As a consequence, ClinVar have updated their data schema. To accommodate the new data, the Ensembl Variation import script will be adapted.
Specific changes are:
Variation API updates
– We will have a new method to return the new somatic classifications from ClinVar.
Ensembl VEP updates
– We will update VEP with new option to return new ClinVar somatic classification: –clinvar_somatic_classification
Ensembl VEP pipeline update
– Update the VEP dump pipeline to include the new somatic classification
Web update
– The variation phenotype page is going to include a new table to display the new somatic classifications.
GENCODE Promoter support
Ensembl VEP now supports GENCODE promoters through the –custom and gff_type=gencode_promoter option on the command line, or by selecting the “Report overlap with GENCODE Promoters:” option in web Ensembl VEP.

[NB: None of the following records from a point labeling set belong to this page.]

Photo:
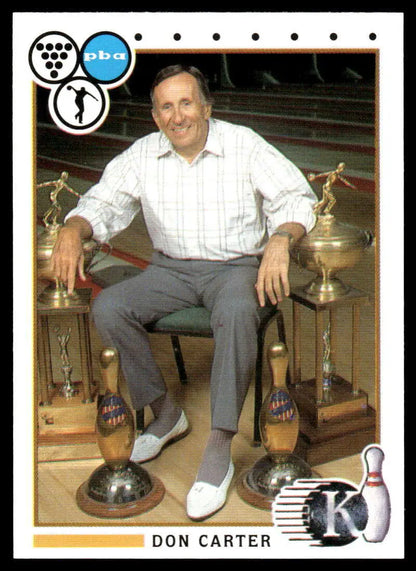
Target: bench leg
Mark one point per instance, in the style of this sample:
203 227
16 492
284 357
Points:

Supporting Structural Variant Allele Frequencies and Clinical Significance
Web Ensembl VEP will have two new options to enable reporting of structural variant allele frequency (from gnomAD) and clinical significance (from ClinVar). Both options have a range of selectable overlap percentages, up to requiring perfect match.
New Ensembl VEP Plugin – available for CLI
MechPredict – This is a plugin for the Ensembl Variant Effect Predictor (VEP) that annotates missense variants with predicted dominant-negative (DN), gain-of-function (GOF), or loss-of-function (LOF) mechanisms derived from a Support Vector Classification (SVC) model (Badonyi et al., 2024).
Automation
New FTP Paths available
New FTP paths are available for data access:
Other updates and changes
- The Ensembl 99 archive (Jan 2020) and the Ensembl Genomes 45 (Sep 2019) archives are five years old and will be retired with the release of Ensembl 115 and Ensembl Genomes 62.
- The Ensembl Virtual Machine will no longer be available due to low demand.